In the scope of use locale, Perl looks to the LC_COLLATE environment variable to determine the application's notions on collation (ordering) of characters. For example, 'b' follows 'a' in Latin alphabets, but where do 'á' and 'å' belong? And while 'color' follows 'chocolate' in English, what about in Spanish?

The following collations all make sense and you may meet any of them if you "use locale".

 
	A B C D E a b c d e
	A a B b C c D d E e
	a A b B c C d D e E
	a b c d e A B C D E  

Here is a code snippet to tell what "word" characters are in the current locale, in that locale's order:

 
        use locale;
        print +(sort grep /\w/, map { chr } 0..255), "\n";  

Compare this with the characters that you see and their order if you state explicitly that the locale should be ignored:

 
        no locale;
        print +(sort grep /\w/, map { chr } 0..255), "\n";  

This machine-native collation (which is what you get unless use locale has appeared earlier in the same block) must be used for sorting raw binary data, whereas the locale-dependent collation of the first example is useful for natural text.

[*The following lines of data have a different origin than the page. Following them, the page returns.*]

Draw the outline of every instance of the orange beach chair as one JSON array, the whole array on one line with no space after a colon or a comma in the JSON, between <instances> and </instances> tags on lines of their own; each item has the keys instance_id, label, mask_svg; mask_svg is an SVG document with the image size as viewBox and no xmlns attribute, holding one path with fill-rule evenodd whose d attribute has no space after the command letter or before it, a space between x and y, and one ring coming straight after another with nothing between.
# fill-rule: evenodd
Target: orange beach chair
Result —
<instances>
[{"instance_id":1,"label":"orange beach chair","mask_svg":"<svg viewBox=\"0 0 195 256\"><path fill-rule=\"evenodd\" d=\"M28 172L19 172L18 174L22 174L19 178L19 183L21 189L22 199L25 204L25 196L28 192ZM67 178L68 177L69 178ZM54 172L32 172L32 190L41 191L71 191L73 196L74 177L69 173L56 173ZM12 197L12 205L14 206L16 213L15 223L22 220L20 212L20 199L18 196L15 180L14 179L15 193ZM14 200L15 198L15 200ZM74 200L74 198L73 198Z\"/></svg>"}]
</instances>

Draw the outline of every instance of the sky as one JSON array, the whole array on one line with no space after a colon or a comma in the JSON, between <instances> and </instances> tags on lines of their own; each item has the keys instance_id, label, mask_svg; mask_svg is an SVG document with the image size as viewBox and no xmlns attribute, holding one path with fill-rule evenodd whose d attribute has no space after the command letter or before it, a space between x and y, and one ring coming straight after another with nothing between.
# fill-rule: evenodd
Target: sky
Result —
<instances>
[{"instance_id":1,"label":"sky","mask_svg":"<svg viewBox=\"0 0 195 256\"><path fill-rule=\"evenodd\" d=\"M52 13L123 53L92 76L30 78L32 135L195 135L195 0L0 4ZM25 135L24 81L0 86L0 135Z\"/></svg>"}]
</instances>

As noted in USING LOCALES, cmp compares according to the current collation locale when use locale is in effect, but falls back to a char-by-char comparison for strings that the locale says are equal. You can use POSIX::strcoll() if you don't want this fall-back:

 
        use POSIX qw(strcoll);
        $equal_in_locale =
            !strcoll("space and case ignored", "SpaceAndCaseIgnored");  

$equal_in_locale will be true if the collation locale specifies a dictionary-like ordering that ignores space characters completely and which folds case.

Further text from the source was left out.